Piketty will punish you for (a) and laud you for (b) — (a) will get you subjected to the Pikettian wealth tax, (b) will not. The Pikettian wealth tax is precisely an attempt to increase time preference, to get people to blow their money now rather than invest it and have more of it later. The motive is precisely that he sees rate of return on investment as too high, and is precisely to discourage people from building up the infrastructure that makes our society wealthy.

Now let us consider the consequences of encouraging people to blow their money now instead of keeping it around for later.

It is not by accident that we are wealthier than people who lived hundreds of years ago. Over time, people have worked hard and have saved the surplus over their current needs. This allowed them to invest in capital goods, such as better and better factory equipment, transportation equipment and the like, and we have put these things to use improving labor productivity, to the point where even in the last few decades our society has become dramatically richer.
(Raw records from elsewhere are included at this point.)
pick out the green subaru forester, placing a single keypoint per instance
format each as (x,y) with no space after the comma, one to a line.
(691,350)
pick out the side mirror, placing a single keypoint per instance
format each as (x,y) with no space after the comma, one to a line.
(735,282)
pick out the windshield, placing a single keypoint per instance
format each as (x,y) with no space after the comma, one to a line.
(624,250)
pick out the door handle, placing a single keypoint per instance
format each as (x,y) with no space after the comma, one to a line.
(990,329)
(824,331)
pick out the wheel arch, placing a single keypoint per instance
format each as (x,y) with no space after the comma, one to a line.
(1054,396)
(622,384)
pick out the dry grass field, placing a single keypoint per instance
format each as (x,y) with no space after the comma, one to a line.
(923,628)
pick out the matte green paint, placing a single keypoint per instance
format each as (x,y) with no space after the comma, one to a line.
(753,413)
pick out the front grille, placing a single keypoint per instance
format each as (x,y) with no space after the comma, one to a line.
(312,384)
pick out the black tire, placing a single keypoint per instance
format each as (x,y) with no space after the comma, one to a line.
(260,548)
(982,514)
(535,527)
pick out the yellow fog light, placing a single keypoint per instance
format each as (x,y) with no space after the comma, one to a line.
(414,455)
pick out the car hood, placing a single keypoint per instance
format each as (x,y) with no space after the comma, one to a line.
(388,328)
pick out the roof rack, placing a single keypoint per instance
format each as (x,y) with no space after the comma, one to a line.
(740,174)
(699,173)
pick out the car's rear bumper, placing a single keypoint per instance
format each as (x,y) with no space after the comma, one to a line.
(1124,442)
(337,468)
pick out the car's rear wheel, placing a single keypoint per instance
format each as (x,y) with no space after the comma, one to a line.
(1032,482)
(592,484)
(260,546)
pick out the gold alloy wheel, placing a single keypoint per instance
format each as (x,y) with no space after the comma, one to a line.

When I was a child, even middle class families darned the holes in their socks, while today, even the poorest members of society simply throw socks that develop holes away, because the ratio of the value of a sock to an hour of labor has plunged so far that it is no longer worth your time to repair them.

Piketty, however, would like to discourage the sort of steady accumulation of investments that have made everyone so much better off with time. He does not wish to punish people for being wastrels, rather he wishes to punish them for not being wastrels.

This is the most corrosive possible idea, and I cannot see how it would fail to seriously harm the world’s poor, who, having little surplus income of their own, depend on the investments made by those with the capacity to save. Without that accumulated capital, there can be no cheap clothing, no cheap food, no cheap medicine, since all these things depend critically on increasing capital accumulation, not on punishing it.

If I might be so bold, he is, in short, asking that we make the entire world look like his native France, a society where nice vacations and fine living have become a priority for working professionals over savings, and where entrepreneurship is both looked down on in society and punished by the tax code. Wealth taxes and regulation have long since caused France’s educated population to conclude that government jobs are the safest refuge, and that a month in the countryside now beats saving money that will simply be seized by the state or inflated away later.

The result in France has been decades of essentially zero economic growth there and increasing desperation for the poor — and Piketty would seemingly want the rest of the world to adopt this model, in the name of “reducing inequality”.